The Mudcat Café TM
Thread #101991   Message #2062774
Posted By: Dickey
28-May-07 - 10:43 PM
Thread Name: BS: Chavez moves against second TV channel
Subject: RE: BS: Chavez moves against second TV chanel
The two TV chanels have nothing to do with US corporate interests.

The steel company is Argentinian.

evidently LH thinks Teargas and rubber bullets for protestors are OK.

I guess I will have to recite the old acid test for people who support dictators. Go live there a while and then tell me how great it is.
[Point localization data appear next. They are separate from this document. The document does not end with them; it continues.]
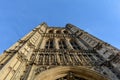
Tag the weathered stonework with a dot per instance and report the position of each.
(60, 53)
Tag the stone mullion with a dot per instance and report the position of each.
(58, 58)
(89, 59)
(78, 60)
(82, 60)
(17, 72)
(85, 62)
(69, 58)
(10, 70)
(49, 58)
(64, 59)
(43, 59)
(72, 57)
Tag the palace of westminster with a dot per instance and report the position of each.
(60, 53)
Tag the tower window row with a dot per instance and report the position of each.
(58, 31)
(62, 44)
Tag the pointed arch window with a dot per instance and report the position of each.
(62, 44)
(49, 44)
(58, 32)
(65, 32)
(75, 45)
(51, 31)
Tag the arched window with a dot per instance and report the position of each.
(51, 31)
(58, 32)
(62, 44)
(65, 32)
(49, 44)
(75, 45)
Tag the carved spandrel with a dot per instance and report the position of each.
(21, 57)
(42, 68)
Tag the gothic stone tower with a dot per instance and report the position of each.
(60, 53)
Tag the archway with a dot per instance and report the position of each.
(69, 73)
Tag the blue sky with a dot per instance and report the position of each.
(98, 17)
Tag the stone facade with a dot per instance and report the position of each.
(60, 53)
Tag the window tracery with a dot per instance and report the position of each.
(75, 45)
(49, 44)
(62, 44)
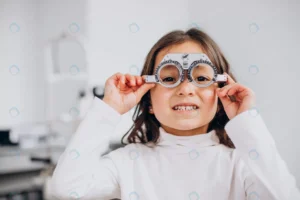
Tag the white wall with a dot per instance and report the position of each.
(38, 22)
(115, 45)
(273, 48)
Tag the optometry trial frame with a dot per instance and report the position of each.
(186, 62)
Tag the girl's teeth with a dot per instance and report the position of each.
(185, 108)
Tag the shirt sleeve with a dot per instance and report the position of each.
(82, 171)
(268, 177)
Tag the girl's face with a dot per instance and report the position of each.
(164, 99)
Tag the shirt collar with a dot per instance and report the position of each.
(200, 140)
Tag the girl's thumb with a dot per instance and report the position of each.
(143, 89)
(224, 98)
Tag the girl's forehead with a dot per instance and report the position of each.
(186, 47)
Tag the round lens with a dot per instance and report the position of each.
(202, 74)
(169, 74)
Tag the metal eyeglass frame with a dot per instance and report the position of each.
(185, 61)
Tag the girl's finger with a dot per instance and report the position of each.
(131, 79)
(223, 91)
(138, 80)
(229, 79)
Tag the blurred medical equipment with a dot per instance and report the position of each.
(27, 166)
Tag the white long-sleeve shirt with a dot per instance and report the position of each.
(178, 167)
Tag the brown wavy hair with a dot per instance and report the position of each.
(146, 126)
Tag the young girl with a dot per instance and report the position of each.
(217, 149)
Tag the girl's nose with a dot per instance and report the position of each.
(186, 88)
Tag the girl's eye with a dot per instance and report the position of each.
(168, 79)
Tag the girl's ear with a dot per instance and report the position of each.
(150, 110)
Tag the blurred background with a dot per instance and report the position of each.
(55, 56)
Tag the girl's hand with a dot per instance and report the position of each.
(123, 92)
(244, 97)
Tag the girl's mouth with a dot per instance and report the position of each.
(185, 109)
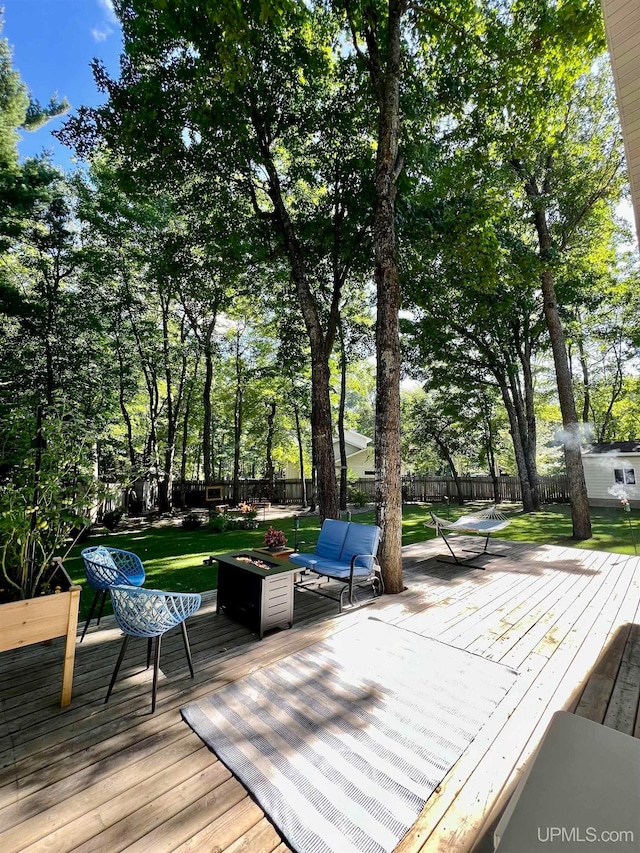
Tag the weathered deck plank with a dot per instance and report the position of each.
(96, 777)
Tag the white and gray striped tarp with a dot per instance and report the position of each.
(343, 743)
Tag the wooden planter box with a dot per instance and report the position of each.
(36, 620)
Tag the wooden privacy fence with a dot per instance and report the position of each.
(552, 490)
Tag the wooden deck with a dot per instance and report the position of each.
(96, 777)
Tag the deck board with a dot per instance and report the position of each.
(110, 777)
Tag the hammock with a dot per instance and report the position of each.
(484, 522)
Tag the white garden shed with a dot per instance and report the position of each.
(612, 473)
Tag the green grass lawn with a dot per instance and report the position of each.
(173, 556)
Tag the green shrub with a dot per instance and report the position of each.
(357, 497)
(191, 521)
(112, 518)
(217, 524)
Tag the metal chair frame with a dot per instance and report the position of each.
(151, 613)
(127, 570)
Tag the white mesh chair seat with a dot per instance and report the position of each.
(150, 613)
(104, 567)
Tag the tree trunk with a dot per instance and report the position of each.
(269, 474)
(514, 429)
(386, 82)
(454, 473)
(578, 499)
(303, 482)
(320, 342)
(341, 407)
(325, 465)
(207, 419)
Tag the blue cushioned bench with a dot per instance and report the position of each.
(345, 552)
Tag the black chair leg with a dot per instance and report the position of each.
(156, 663)
(115, 671)
(185, 637)
(104, 598)
(91, 611)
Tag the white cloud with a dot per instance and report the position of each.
(110, 12)
(101, 34)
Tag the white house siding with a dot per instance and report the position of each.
(602, 488)
(622, 23)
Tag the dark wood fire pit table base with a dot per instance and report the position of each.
(255, 589)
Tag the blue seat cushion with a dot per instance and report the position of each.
(361, 539)
(332, 538)
(305, 560)
(338, 569)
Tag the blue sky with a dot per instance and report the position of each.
(53, 42)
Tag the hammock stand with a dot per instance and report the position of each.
(484, 522)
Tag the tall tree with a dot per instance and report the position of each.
(250, 99)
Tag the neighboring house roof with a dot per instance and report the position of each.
(622, 23)
(355, 438)
(612, 447)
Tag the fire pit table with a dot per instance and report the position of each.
(256, 589)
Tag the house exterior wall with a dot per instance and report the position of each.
(622, 23)
(602, 489)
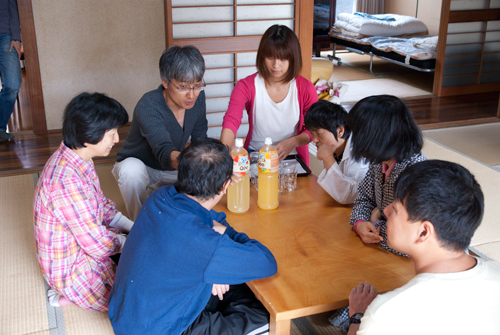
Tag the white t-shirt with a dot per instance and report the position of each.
(341, 180)
(279, 121)
(465, 302)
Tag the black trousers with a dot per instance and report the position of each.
(240, 312)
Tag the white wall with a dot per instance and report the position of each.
(97, 46)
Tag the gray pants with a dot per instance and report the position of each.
(137, 181)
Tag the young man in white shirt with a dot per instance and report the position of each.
(437, 208)
(327, 123)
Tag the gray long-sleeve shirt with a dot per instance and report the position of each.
(155, 132)
(9, 19)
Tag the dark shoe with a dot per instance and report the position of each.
(5, 136)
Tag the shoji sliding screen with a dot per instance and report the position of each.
(228, 32)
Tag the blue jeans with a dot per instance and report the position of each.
(10, 71)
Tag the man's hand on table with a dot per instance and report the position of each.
(368, 233)
(220, 228)
(219, 290)
(360, 297)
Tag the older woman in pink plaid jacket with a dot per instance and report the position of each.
(77, 228)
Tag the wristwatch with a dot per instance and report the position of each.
(356, 318)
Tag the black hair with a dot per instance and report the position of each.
(88, 116)
(447, 195)
(204, 167)
(185, 64)
(327, 115)
(383, 128)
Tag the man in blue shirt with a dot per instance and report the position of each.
(183, 268)
(10, 52)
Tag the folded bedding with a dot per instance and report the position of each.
(403, 46)
(416, 47)
(360, 25)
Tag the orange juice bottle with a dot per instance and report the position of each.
(268, 176)
(238, 194)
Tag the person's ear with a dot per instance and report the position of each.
(425, 231)
(340, 131)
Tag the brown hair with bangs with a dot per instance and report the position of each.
(280, 42)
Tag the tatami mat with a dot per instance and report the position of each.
(481, 142)
(79, 321)
(359, 89)
(23, 309)
(489, 179)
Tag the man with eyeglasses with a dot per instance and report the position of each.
(163, 121)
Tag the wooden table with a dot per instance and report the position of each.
(319, 257)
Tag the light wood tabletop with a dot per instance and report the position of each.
(319, 257)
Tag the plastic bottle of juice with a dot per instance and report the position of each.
(268, 176)
(238, 194)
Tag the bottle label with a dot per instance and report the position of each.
(269, 161)
(241, 165)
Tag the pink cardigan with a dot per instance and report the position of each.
(243, 96)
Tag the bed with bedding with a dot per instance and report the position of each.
(400, 39)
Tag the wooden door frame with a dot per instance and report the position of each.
(32, 64)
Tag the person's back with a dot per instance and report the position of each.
(446, 303)
(437, 207)
(174, 256)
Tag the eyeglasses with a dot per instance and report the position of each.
(184, 89)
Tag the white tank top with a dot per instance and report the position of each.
(279, 121)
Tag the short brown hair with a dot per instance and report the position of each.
(280, 42)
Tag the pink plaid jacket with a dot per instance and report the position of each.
(73, 240)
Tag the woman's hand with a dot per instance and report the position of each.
(219, 290)
(368, 233)
(285, 147)
(376, 215)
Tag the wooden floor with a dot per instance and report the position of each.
(27, 153)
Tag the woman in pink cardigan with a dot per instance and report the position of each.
(276, 98)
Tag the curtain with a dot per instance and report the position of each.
(370, 6)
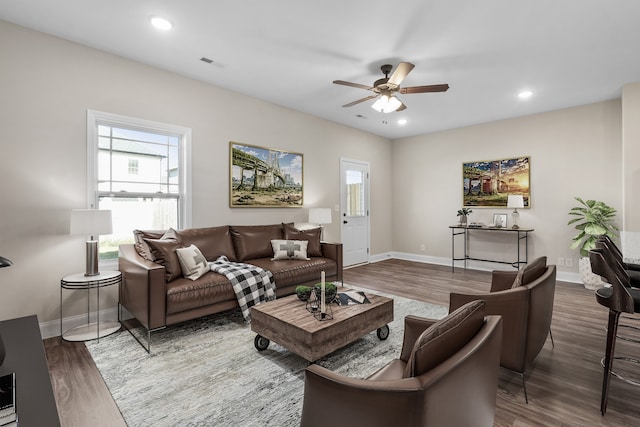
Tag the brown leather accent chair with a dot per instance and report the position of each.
(619, 298)
(447, 375)
(524, 299)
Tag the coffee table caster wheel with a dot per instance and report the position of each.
(383, 332)
(261, 343)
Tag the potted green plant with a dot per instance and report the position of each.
(463, 213)
(592, 219)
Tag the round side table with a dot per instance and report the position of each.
(90, 330)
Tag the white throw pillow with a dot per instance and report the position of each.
(192, 262)
(289, 249)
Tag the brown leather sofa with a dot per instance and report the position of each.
(447, 375)
(154, 292)
(526, 306)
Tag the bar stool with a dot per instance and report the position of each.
(619, 298)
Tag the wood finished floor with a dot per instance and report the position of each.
(563, 386)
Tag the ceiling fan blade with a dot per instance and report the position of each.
(423, 89)
(358, 85)
(400, 73)
(351, 104)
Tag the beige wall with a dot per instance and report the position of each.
(631, 170)
(573, 152)
(47, 85)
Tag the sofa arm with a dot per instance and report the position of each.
(142, 291)
(502, 280)
(333, 251)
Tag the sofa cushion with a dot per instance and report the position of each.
(254, 241)
(192, 262)
(212, 288)
(164, 251)
(212, 241)
(289, 249)
(530, 272)
(288, 272)
(311, 235)
(141, 246)
(444, 338)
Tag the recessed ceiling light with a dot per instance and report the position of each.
(161, 23)
(525, 94)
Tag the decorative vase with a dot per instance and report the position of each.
(590, 280)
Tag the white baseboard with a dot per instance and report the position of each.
(52, 328)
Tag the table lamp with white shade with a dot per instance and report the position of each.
(515, 201)
(91, 222)
(320, 216)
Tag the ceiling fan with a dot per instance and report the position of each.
(386, 88)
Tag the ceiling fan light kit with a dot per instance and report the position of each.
(386, 104)
(385, 88)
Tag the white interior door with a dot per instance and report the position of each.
(354, 211)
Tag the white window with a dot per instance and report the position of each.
(133, 167)
(140, 171)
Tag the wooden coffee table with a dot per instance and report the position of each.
(287, 321)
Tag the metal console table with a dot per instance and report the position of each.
(89, 330)
(521, 234)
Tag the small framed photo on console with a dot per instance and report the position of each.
(499, 221)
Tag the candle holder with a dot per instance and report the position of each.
(313, 306)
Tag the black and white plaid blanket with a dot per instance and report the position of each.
(251, 284)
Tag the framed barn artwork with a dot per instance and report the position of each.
(264, 177)
(488, 183)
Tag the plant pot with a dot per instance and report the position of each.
(590, 280)
(329, 294)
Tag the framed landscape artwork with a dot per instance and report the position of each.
(487, 183)
(264, 177)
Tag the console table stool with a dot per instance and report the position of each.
(90, 330)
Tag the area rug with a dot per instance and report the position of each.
(207, 372)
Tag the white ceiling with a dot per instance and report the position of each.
(288, 52)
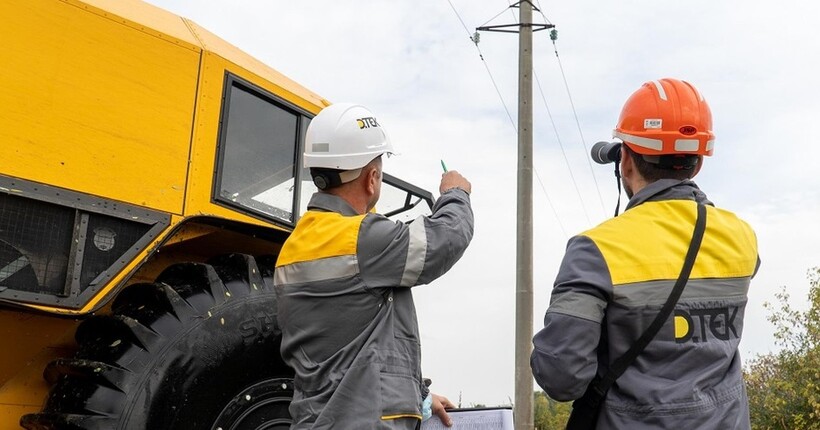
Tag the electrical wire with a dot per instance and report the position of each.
(575, 114)
(555, 129)
(484, 61)
(563, 152)
(512, 122)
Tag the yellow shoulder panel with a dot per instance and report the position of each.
(649, 242)
(321, 235)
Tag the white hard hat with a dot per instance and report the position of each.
(344, 136)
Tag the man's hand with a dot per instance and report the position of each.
(440, 403)
(453, 179)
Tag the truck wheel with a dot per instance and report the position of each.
(197, 349)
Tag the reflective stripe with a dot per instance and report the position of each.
(416, 253)
(661, 92)
(655, 144)
(317, 270)
(578, 305)
(397, 416)
(656, 292)
(687, 145)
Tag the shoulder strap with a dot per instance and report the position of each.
(623, 362)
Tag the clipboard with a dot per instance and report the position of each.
(499, 418)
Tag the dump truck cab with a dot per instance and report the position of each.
(150, 173)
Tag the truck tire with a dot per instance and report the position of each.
(196, 349)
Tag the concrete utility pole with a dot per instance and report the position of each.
(523, 413)
(523, 408)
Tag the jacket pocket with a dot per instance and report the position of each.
(400, 396)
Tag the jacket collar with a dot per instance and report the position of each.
(669, 189)
(330, 203)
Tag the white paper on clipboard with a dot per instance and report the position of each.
(473, 419)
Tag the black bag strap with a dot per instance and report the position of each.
(601, 385)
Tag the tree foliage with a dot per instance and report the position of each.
(784, 387)
(550, 414)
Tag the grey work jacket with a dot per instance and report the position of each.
(348, 320)
(611, 284)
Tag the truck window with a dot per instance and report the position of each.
(258, 144)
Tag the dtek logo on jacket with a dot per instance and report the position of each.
(702, 325)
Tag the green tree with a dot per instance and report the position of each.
(550, 414)
(784, 387)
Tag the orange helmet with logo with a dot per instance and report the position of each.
(666, 117)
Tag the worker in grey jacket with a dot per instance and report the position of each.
(615, 278)
(343, 279)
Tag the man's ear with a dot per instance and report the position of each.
(371, 179)
(627, 164)
(698, 166)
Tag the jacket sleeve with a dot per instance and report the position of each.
(396, 254)
(565, 352)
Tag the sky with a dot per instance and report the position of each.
(413, 64)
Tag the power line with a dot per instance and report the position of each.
(563, 152)
(474, 39)
(512, 122)
(578, 124)
(555, 129)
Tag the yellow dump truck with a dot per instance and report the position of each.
(149, 174)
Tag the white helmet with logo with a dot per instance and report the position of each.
(344, 136)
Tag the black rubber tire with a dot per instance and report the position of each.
(197, 349)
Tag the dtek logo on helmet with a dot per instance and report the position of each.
(702, 325)
(367, 122)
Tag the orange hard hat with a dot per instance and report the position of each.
(665, 117)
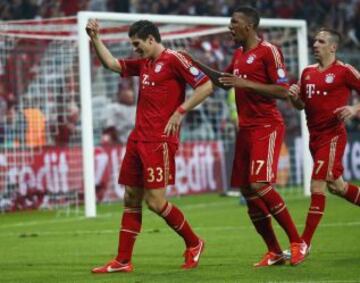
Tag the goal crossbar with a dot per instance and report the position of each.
(85, 78)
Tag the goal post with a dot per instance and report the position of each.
(60, 108)
(85, 76)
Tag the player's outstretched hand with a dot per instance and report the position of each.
(345, 112)
(92, 28)
(186, 53)
(230, 80)
(173, 125)
(294, 91)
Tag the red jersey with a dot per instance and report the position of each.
(262, 64)
(161, 92)
(324, 91)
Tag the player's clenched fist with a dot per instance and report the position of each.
(92, 28)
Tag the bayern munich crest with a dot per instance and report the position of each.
(329, 79)
(281, 73)
(194, 71)
(158, 67)
(250, 59)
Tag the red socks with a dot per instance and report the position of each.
(352, 194)
(277, 208)
(130, 228)
(261, 218)
(315, 214)
(176, 220)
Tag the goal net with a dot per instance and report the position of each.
(66, 119)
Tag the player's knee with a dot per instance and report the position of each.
(132, 198)
(317, 190)
(154, 204)
(256, 186)
(335, 188)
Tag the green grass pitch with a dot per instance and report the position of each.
(51, 247)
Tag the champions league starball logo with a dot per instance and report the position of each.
(250, 59)
(329, 79)
(194, 71)
(158, 67)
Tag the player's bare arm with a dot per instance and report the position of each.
(293, 94)
(200, 94)
(213, 74)
(106, 58)
(347, 112)
(268, 90)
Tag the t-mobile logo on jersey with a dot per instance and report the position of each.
(236, 72)
(310, 90)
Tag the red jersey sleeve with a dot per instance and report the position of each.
(230, 67)
(274, 64)
(131, 67)
(302, 84)
(185, 69)
(352, 78)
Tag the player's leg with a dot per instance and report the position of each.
(130, 223)
(257, 210)
(264, 152)
(261, 219)
(346, 190)
(336, 184)
(131, 177)
(174, 217)
(159, 164)
(316, 210)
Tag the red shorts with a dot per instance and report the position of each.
(327, 150)
(256, 155)
(148, 165)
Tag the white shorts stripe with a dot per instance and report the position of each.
(270, 160)
(331, 157)
(276, 54)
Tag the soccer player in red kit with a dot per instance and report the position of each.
(258, 74)
(323, 91)
(149, 162)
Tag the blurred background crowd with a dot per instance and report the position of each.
(215, 115)
(344, 15)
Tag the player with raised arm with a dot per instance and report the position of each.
(258, 74)
(149, 162)
(323, 91)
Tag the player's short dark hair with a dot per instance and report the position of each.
(142, 29)
(251, 13)
(334, 34)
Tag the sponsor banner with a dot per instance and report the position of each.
(53, 176)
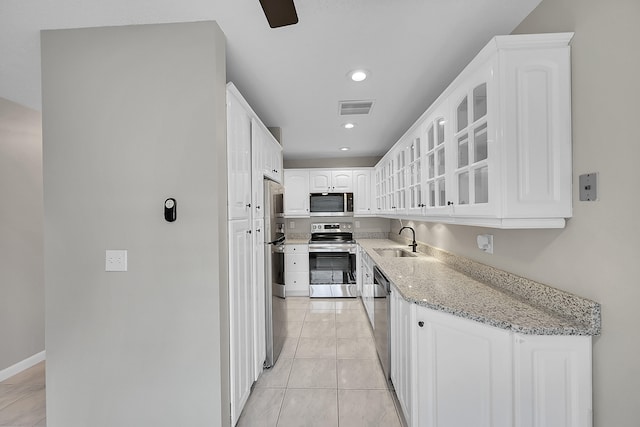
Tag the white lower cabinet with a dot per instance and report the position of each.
(450, 372)
(259, 288)
(463, 371)
(401, 352)
(296, 270)
(552, 381)
(241, 316)
(368, 286)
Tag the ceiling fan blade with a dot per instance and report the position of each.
(279, 13)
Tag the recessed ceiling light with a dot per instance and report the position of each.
(358, 75)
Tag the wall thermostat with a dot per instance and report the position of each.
(170, 210)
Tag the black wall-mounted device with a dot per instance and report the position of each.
(170, 210)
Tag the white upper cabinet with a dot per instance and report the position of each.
(497, 147)
(296, 194)
(330, 181)
(437, 151)
(238, 158)
(362, 200)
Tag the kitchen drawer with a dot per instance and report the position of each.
(296, 263)
(296, 249)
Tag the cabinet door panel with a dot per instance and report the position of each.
(238, 159)
(464, 372)
(341, 181)
(296, 195)
(259, 287)
(553, 381)
(241, 309)
(319, 181)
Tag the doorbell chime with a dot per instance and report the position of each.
(170, 210)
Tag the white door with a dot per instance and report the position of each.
(342, 181)
(464, 372)
(241, 315)
(259, 286)
(362, 200)
(553, 381)
(238, 159)
(319, 181)
(296, 194)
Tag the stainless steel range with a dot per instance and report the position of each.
(332, 261)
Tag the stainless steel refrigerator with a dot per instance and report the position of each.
(276, 308)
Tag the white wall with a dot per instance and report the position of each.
(132, 116)
(596, 255)
(21, 211)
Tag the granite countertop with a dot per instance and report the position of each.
(291, 241)
(428, 282)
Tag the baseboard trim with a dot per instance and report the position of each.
(22, 365)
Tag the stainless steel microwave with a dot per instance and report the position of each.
(331, 204)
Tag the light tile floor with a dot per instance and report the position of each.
(22, 399)
(327, 375)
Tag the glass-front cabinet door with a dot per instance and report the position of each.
(415, 162)
(435, 168)
(471, 126)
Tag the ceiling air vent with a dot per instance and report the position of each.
(351, 108)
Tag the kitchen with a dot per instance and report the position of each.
(591, 257)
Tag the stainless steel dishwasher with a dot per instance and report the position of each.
(381, 315)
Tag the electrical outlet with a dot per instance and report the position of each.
(115, 260)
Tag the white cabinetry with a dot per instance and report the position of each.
(271, 151)
(368, 287)
(362, 200)
(238, 158)
(464, 375)
(402, 360)
(296, 270)
(296, 194)
(449, 371)
(498, 142)
(336, 181)
(241, 315)
(252, 154)
(259, 287)
(552, 381)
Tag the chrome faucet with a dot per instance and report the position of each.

    Some 70 to 80 per cent of Venezuelans opposed the closure, according to recent polls.
    Chavez announced the decision not to renew RCTV's licence soon after he was re-elected in late 2006.
    During the campaign, RCTV openly called for the president's defeat, and Chavez never forgave the network for calling for an April 2002 coup that deposed him for two days.
    "The decision was mine" to close RCTV, Chavez said on Saturday, calling its steamy soap operas "a danger for the country, for boys, for girls."
    RCTV, which notably airs the popular "telenovelas" and variety shows, had one of the largest audiences in Venezuela and is one of the few stations with national broadcast capabilities.
    As of Monday, the government will control two of the four nationwide broadcasters in Venezuela, one of them state-owned VTV.
    However, the government renewed the broadcast licence for Venevision, RCTV's main competitor, which expired on Friday.
    Venevision is owned by billionaire Gustavo Cisneros, who dropped his open opposition to Chavez in 2004.

    Since 1999, Chavez has gradually tightened his grip on the levers of power in Venezuela, and in January the National Assembly allowed him to rule on most matters by decree, without legislative debate.
    Criticism of the RCTV shutdown poured in from around the world, including from Human Rights Watch, Reporters Without Borders and the US Senate, which unanimously approved a resolution last week expressing "profound concern" over the move.
    El Nacional daily in a front-page editorial said RCTV's shutdown marked "the end of pluralism" in Venezuela and the government's growing "information monopoly".
    Chavez and his ministers deflected criticism, saying other media could still carry the RCTV signal.
    However, Granier said, "the government is pressuring cable and satellite companies not to carry us."
    RCTV filed charges Saturday with the Inter American Commission on Human Rights of the Organization of American States.